On the flip side, Lahore has a centuries-old tradition of compact community living inherently following the basic principles of smart growth. The WCL has still got a rich mohalla (neighbourhood) culture and their old traditions that can help residents thrive. And when residents thrive, communities prosper. The WCL case study may, therefore, be construed for explicating the pros and cons of smart growth in Pakistani cities. There are some basic principles for smart growth on which the WCL administration may focus on. There is a need to limit outward extension of new developments so as to make the WCL settlements more dense and compact alongside preserving open spaces. This may be done by constructing urban growth boundaries. In case of the WCL, the demolished parts of the city’s wall may be reconstructed with a view to come up with a basic urban model with limited outward extension. There is also a need to raise the residential densities in the areas adjacent to the WCL by improving mixed travel patterns with the existing neighbourhoods. That means ensuring more mixed land uses and pro-pedestrian layouts to minimise the use of SOVs for short trips. Another principle is to heavily tax the profligate consumers — rather than the public — opting for new spacious residences in the suburban areas of Lahore. Encouraging public transit will fundamentally reduce people’s over-reliance on SOVs. Last, but not the least, is revitalising older neighbourhoods through well-researched thematic urban interventions with a view to make communities thrive and prosper.

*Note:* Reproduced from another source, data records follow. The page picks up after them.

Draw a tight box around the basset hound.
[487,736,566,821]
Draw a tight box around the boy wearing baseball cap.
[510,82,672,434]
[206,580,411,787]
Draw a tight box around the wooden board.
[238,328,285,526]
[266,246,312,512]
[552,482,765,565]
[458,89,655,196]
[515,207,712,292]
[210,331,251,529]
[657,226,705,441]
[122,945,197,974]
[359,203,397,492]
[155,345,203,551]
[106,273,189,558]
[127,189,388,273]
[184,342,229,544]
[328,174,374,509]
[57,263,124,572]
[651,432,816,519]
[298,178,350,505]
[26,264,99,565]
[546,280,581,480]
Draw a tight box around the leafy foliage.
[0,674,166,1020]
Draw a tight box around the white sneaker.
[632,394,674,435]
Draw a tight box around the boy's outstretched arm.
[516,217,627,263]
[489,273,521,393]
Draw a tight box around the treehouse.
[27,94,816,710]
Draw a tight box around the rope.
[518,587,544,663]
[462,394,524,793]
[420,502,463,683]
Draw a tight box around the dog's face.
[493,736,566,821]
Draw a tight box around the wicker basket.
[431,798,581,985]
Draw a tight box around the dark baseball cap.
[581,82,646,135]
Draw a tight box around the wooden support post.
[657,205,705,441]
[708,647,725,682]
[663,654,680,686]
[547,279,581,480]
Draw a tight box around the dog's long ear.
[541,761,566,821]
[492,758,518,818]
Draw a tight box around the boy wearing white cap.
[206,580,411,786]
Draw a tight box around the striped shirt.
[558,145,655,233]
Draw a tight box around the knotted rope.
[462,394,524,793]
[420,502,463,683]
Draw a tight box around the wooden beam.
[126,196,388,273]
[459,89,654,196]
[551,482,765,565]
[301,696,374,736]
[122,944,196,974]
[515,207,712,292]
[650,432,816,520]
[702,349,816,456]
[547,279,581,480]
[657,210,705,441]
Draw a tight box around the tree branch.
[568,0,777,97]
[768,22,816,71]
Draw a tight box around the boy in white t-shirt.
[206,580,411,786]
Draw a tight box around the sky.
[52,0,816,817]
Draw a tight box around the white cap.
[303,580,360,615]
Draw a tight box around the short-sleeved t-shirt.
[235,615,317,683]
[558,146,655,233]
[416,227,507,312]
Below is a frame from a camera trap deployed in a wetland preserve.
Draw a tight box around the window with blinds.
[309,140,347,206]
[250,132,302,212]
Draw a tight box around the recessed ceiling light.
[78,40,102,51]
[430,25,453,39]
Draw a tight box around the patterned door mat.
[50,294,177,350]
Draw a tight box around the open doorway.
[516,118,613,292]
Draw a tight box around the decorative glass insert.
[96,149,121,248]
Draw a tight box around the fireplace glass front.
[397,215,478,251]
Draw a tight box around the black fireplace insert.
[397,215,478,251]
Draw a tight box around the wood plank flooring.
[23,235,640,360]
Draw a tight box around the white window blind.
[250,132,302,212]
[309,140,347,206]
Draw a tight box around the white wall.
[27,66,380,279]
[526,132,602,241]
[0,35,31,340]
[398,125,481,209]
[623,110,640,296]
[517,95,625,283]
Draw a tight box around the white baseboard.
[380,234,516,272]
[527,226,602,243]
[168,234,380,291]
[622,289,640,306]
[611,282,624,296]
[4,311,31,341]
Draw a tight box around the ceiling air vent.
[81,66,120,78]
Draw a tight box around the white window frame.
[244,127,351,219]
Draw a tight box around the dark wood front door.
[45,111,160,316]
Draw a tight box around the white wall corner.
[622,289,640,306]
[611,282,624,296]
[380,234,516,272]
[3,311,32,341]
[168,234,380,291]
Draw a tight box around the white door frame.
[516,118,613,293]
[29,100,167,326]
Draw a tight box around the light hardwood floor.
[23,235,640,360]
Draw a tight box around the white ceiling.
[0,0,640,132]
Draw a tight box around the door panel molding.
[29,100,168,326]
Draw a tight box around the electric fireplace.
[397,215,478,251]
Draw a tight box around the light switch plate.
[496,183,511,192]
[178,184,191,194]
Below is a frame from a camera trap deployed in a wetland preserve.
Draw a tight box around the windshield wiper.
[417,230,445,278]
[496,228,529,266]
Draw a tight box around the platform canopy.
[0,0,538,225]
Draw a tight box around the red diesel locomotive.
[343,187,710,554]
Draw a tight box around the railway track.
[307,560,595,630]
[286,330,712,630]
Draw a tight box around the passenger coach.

Based on the above comparative principles, assessing communities’ livability is crucial for ensuring that cities act as engines of economic growth. All megacities, such as Lahore, have unique urban strengths. Central neighbourhoods have the advantage of being close to business and job opportunities as compared with suburban areas where housing could be more affordable alongside better air quality. The same seems to hold true for Lahore. A gradual systematic transformation from the ongoing rapid sprawl to a thematic smart growth may not only drastically decrease the micro-pollution in Lahore but also make the city’s communities thrive. The bottom line is to optimally aggrandise cities’ livability before expecting them to act as engines of sustainable economic growth.